The issue of illegal migration has been at the heart of the international news for a few days with the event of the pact of Marrakesh that made a lot of ink and caused demonstrations in Europe. this seemingly thorny issue has attracted much more attention since CNN, through a video that has certainly traveled the world, highlighting the inhuman and even exclusionary treatment of African migrants in Libya. This therefore deserves reflection. a profound observation of the comments of those who embark on this perilous journey towards the European “El Dorado” presents irregular migration as a necessity, or the analysis of the behavior of the inhabitants of certain European countries chosen as destinations by these migrantspresents illegal migration as a scourge.we are wondering whether it is indeed a scourge or a necessity?

Migration itself is the most natural thing in human behavior. It is in man’s nature to move from point A to point B it is this which explains the multiple efforts of the States living to devote the principle in their multiple international agreements. We can mention the free movement of people and goods in the ECOWAS area and the principle of Shengen space in Europe. It must be emphasized that the Universal Declaration of Human Rights regards migration as a right. Seen in this light, one can begin by understanding the thesis of irregular migration as a necessity. It should be emphasized that irregular migrants are much more reliant on the difficult living conditions that can be explained by the situations of permanent political, economic, social and cultural crises that African countries seem to have been experiencing for years. the latter therefore opt for irregular migration which, despite the risk of insecurity, remains the easiest option for them because they do not slide on travel documents for the most part and are pressured by the ardent desire to emerge from poverty. a whole family is fast.

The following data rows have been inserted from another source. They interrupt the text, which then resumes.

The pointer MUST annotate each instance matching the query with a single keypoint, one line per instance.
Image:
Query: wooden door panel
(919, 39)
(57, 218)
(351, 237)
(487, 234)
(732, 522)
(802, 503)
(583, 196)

for the partisans of the thesis of the scourge, one can understand their position when one takes into consideration the massive turn that the movement of migration seemed to take. it must also be admitted that the European countries are also strongly affected by the economic crisis and find themselves in a dynamic of redefinition of priorities; This will not necessarily provide the funding needed to take care of migrants.

It should be remembered that what is systematically questioned by the majority is the degrading and even exclusionary treatment of irregular migrants.

a deep analysis of the issue allows us to understand that irregular migration is neither a scourge nor a necessity, it is a social situation that can be better framed as follows:

1-A national education approach;

it is necessary to educate the people that engage in such risky journey about the different processes of regular migration,  and human rights. The myth of the “European Eldorado” should be taken out of our minds. an education on the need for Africans to contribute to the development of the continent by staying there and opening the door to cultural, economic and political. integration.

2- A National political approach;

reinforce political strategies for creating wealth and jobs for young people, easing legal migration processes if they are inaccessible and actively and intensely cut down the various  of smugglers of irregular migration networks. It appears to be quite a very beneficial business for smugglers to engage people in illegal migrations. They make impressive money out of it and seemingly organize the activity very well, form marketing to ability to go over the borders controls. Actions must definitely be taken to put an end to their activity and their existence, breaking down the various means of illegal migrations. 

3-.An International Approach;

it aims at puting in place the diplomatic measures necessary for a more humane to migration, whether legal or illegal. We could say that the pact of Marrakesh is a starting point. However, it appears that several international are already existent, the only issue is their application on the field, the respects of those values and principles pertaining to the treatment of migrants. All of them suffer from the same trouble awaiting this new pact of Marrakesh: no way to make it compulsory when it comes to respecting the various dispositions. A situation that highly understandable when we take in account the notion of sovereignty of States and mostly the diversity of national interests and priorities as well as national policies are concerns. Is therefore relevant to build up new mechanisms or documents to regulate e treatment of migrants while it is extremely difficult sometimes to apply the existing regulations?